Jane Ira Bloom’s Shift
5:00pm
doors at 4:30pm
$25 day of show
$2 off for SPACE members
Grammy-winning saxophonist Jane Ira Bloom returns to SPACE with NYC bassist Ken Filiano and Maine drummer Brian Shankar Adler.
Soaring, poetic, quicksilver, spontaneous and instantly identifiable are words used to describe the soprano sound of saxophonist Jane Ira Bloom. She has been developing her singular voice on the soprano saxophone for over 45 years. She is a pioneer in the use of live electronics and movement in jazz. Winner of the Guggenheim Fellowship for music composition, the Downbeat International Critics Poll & Jazz Journalists Association Award for soprano saxophone, the Mary Lou Williams Award for lifetime service to jazz and the Charlie Parker Fellowship for jazz innovation. She is the first musician ever commissioned by the NASA Art Program and has an asteroid named in her honor by the International Astronomical Union (asteroid: 6083janeirabloom). Her critically acclaimed album Early Americans received a Grammy Award for Best Surround Sound Album and made numerous year-end best lists. Her duo release with bassist Mark Helias, Some Kind of Tomorrow, was featured on NPR’s Fresh Air and received 4 stars from Downbeat magazine. Her recent critically acclaimed duo projects “Tues Days” with drummer Allison Miller and “See Our Way” with Helias and trio project with Helias and Bobby Previte “2.3.23” all appear on Bandcamp.
JIB finds inspiration in creating exploratory music with improvising musicians around the world and has participated in several international ‘remote’ events including a performance at the United Nations that linked improvising musicians in Korea, China, New York, and San Diego. She has recorded and produced 20 albums of her music dating from 1977 to the present. Bloom is a professor at New School University’s College of the Performing Arts in NYC. Nat Hentoff called Bloom an artist “beyond category.” Bill Milkowski has described Bloom as “a true jazz original…a restlessly creative spirit, and a modern day role model for any aspiring musician who dares to follow his or her own vision.”
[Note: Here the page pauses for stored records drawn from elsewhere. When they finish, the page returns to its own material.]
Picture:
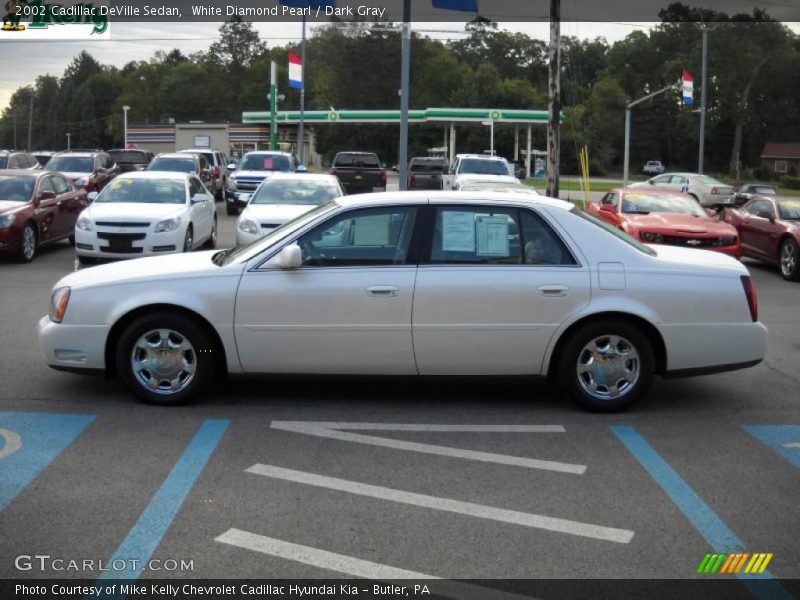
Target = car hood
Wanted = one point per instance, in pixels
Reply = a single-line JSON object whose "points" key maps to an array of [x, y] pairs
{"points": [[489, 178], [132, 210], [675, 222], [6, 206], [278, 213], [695, 259], [169, 267]]}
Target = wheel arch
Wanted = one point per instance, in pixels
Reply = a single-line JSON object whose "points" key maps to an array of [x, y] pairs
{"points": [[126, 319], [650, 331]]}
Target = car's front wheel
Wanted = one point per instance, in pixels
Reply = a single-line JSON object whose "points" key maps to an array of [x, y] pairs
{"points": [[790, 260], [165, 359], [606, 366]]}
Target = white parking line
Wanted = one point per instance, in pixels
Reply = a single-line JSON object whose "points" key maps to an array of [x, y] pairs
{"points": [[333, 430], [354, 567], [622, 536]]}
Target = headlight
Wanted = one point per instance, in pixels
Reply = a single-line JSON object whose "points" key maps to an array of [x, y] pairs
{"points": [[248, 226], [648, 236], [58, 304], [168, 225], [6, 220]]}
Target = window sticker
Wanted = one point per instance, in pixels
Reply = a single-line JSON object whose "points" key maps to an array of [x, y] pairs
{"points": [[371, 231], [458, 231], [493, 235]]}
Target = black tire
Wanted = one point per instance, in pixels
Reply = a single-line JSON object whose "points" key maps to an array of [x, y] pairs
{"points": [[789, 260], [201, 356], [188, 240], [28, 243], [574, 352], [212, 241]]}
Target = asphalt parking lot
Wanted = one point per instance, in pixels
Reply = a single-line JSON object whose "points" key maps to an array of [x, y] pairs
{"points": [[295, 478]]}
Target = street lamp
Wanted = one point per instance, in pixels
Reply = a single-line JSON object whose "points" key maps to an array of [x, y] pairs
{"points": [[125, 110]]}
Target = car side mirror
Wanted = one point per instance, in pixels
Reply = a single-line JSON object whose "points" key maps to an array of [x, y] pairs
{"points": [[291, 257]]}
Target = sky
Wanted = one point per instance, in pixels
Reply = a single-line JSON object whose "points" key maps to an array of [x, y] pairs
{"points": [[139, 41]]}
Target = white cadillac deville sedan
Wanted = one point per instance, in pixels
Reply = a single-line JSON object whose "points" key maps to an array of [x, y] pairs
{"points": [[442, 283]]}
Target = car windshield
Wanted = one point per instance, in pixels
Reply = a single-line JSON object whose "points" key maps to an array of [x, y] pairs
{"points": [[127, 157], [16, 189], [790, 209], [295, 191], [265, 162], [71, 164], [483, 167], [182, 165], [642, 204], [617, 233], [144, 191], [248, 251]]}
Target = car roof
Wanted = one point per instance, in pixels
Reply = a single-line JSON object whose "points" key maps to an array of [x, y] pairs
{"points": [[482, 197]]}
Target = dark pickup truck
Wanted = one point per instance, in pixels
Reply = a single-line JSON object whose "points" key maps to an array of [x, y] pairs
{"points": [[425, 173], [359, 172]]}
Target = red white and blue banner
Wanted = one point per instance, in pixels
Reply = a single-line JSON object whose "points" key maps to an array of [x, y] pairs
{"points": [[687, 88], [295, 71]]}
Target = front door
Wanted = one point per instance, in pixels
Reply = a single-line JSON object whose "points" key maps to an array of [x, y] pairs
{"points": [[347, 309], [492, 288]]}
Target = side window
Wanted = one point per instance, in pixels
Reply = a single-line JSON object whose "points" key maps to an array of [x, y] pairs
{"points": [[476, 235], [46, 185], [367, 237], [60, 184]]}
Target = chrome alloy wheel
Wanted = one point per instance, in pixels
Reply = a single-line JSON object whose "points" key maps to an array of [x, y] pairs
{"points": [[788, 259], [28, 242], [163, 361], [608, 367]]}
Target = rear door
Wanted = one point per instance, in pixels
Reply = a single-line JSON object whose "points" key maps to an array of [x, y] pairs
{"points": [[492, 287]]}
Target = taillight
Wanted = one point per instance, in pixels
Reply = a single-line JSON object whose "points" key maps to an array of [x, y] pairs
{"points": [[750, 293]]}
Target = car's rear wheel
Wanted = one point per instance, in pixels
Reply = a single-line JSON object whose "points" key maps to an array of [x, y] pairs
{"points": [[165, 359], [790, 260], [27, 243], [606, 366]]}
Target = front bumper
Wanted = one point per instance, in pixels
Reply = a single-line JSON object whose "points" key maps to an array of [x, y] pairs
{"points": [[73, 347]]}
Ken Filiano is a bassist, composer, improviser, and teacher who performs around the world, fusing the rich traditions of the double bass with his own seemingly limitless imagination. A “creative virtuoso” (JazzValley), Ken has performed and recorded with a veritable who’s who in multiple genres, from Anthony Braxton to Pablo Ziegler. Ken leads two quartets, Quantum Entanglements and Baudolino’s Dilemma, and is co-leader of The Steve Adams/Ken Filiano Duo and other collective ensembles. He is also an integral member of groups led by Taylor Ho Bynum, Jason Kao Hwang, Fay Victor, Vinny Golia, Diane Moser, Karl Berger, and others, and was a key member of groups led by the late Roswell Rudd and Connie Crothers. Ken’s extensive discography includes the solo CD, “Subvenire”(Nine Winds) and Quantum Entanglements’s “Dreams From a Clown Car” (Clean Feed). He is a Guiding Artist and on the Board of Advisors for Creative Music Studio in Woodstock, NY.
Brian Shankar Adler is an interdisciplinary percussionist and composer. Described as “a polyrhythmic force… New York City gritty yet still somehow capable of evoking the delicacy of a summer breeze…” (JazzTimes), his work transcends the terrain between genre and geographic region, asking: how can we find connection through rhythm? Adler has performed in caves, forests and adjacent glacial ice fields as well as Carnegie Hall, Kennedy Center, Lincoln Center and The Stone. He has been recorded on over fifty albums including his solo works: For a Gallery on the Moon (Chant Records), Fourth Dimension (Chant Records), and his recent collaboration: Air Space: Cricket Cipher (Adhyâropa Records).
Playing primarily a hybrid drum set that includes North Indian tabla, Argentine bombo legüero and found objects, Adler’s work explores the perception of time, the communicative properties of rhythmic gesture and existential questions that reside in the human condition. With equal focus on improvisational and compositional practices, he uses rhythm as a tool for connection. Brian Shankar Adler has collaborated with Kinan Azmeh, Ballet Hispanico, Bash the Trash, Bomba de Tiempo, Jay Clayton, LA Opera, Guillermo Klein, Frank London, Palaver Strings and more. He has been featured in Jason Bivins’ book “Spirits Rejoice,” The Center For Deep Listening’s “A Year of Deep Listening,” NPR’s “New Sounds,” PBS’s “Next at the Kennedy Center” as well as Downbeat and Modern Drummer Magazine. His music video, “Mantra” won best music video at Transcinema International Film Festival in Peru and an official selection at Quiet City Film Festival in New York City.